Palantir Just Got $50M to Track ‘Known Populations’ With Your Tax Dollars

Palantir software interface overlapped with ICE badge and taxpayer dollar symbols

While you were doomscrolling, the government handed Palantir $50 million of your tax money to build AI systems that track ‘complete target analysis of known populations.’ Not just for migrants at the border – this technology could potentially analyze and track any group of people deemed worthy of government interest.

Immigration and Customs Enforcement (ICE) just renewed its contract with Peter Thiel’s Palantir Technologies, the data analytics company whose name literally comes from the all-seeing crystal ball in Lord of the Rings. This massive government surveillance technology purchase represents more than just another tech contract – it signals a troubling expansion of digital monitoring capabilities with minimal public oversight.

When National Security Becomes National Purpose

Government surveillance technologies can serve legitimate purposes. The Freedom Online Coalition acknowledges that surveillance tech can protect national security and public safety when used responsibly and consistently with international law.

However, a growing number of governments are deploying these same tools to restrict information access and fundamental freedoms. The vague language in Palantir’s contract – analyzing ‘known populations’ – blurs the line between legitimate security operations and potential overreach.

This escalation happens against a backdrop where the U.S. State Department itself has published guiding principles on government surveillance use, acknowledging both legitimate needs and potential for abuse.

Your Digital Identity Has Become Everyone’s Business

The true fascist rhetoric emerges when surveillance becomes normalized rather than exceptional. Palantir’s technology doesn’t just track individual targets – it analyzes entire population groups, looking for patterns and connections invisible to human analysts.

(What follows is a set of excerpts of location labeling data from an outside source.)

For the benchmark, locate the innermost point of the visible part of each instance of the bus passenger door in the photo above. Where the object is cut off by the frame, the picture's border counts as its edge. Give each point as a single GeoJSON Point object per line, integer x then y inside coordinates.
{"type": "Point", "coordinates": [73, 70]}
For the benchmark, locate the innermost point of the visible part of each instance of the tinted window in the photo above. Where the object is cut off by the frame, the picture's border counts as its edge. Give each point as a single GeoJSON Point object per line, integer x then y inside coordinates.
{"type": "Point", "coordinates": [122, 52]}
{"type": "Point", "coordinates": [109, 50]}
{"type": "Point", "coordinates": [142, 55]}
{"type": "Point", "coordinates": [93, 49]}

What makes this particularly concerning is how companies like Anduril (Palantir’s sister company) and Clearview AI are expanding the surveillance ecosystem. Their technologies don’t operate in isolation but form a network of identification subversives that could potentially track citizens across multiple datasets.

As algorithms increasingly reshape democracy, these tools shift from protecting America to potentially monitoring Americans themselves. When Captain America becomes the Winter Soldier, it’s time to question what we’re funding.

The Tech Industry Decadence Driving Digital Authoritarianism

Silicon Valley’s pompous rhetoric about innovation often masks the real-world applications of its technology. Peter Thiel, founder of Palantir, has made no secret of his interest in systems that dominate information landscapes and identify patterns of behavior. This technology isn’t neutral – it’s designed with specific monitoring capabilities that extend far beyond basic law enforcement needs.

During the previous administration, similar technology enabled the tracking and arrest of unidentified individuals through advanced pattern recognition. These capabilities represent a massive expansion of government power, operating largely outside public view or comprehensive oversight.

When South African entrepreneur Thiel puts his right hand on speaker house technology to develop identification systems, we should question who defines ‘normal’ behavior in these automated systems. Particularly concerning is how these technologies may disproportionately impact marginalized communities, potentially creating a self-reinforcing system of surveillance and control.

Everybody Has a Choice

The key issue isn’t whether surveillance technologies should exist – it’s about balance, transparency, and accountability. Training government officials involved in surveillance systems is critical, as emphasized in the Freedom Online Coalition’s principles.

Citizens have the choice to continue speaking out and protesting these systems, or shutting up like good citizens in an emerging digital dictatorship. The global proliferation of commercial surveillance technologies, including spyware, poses grave threats to human rights and national security alike.

The numbers tell their own story. When the government first began releasing surveillance statistics after the Snowden revelations in 2013, it reported having 89,138 targets. By 2021, that number had exploded to 232,432 individuals, groups, and organizations under some form of monitoring.

As Palantir’s contract renewal demonstrates, we’re funding increasingly sophisticated tools that blur the boundary between protecting democracy and undermining it. The question isn’t whether we need security – it’s whether security has become an excuse for something far more intrusive.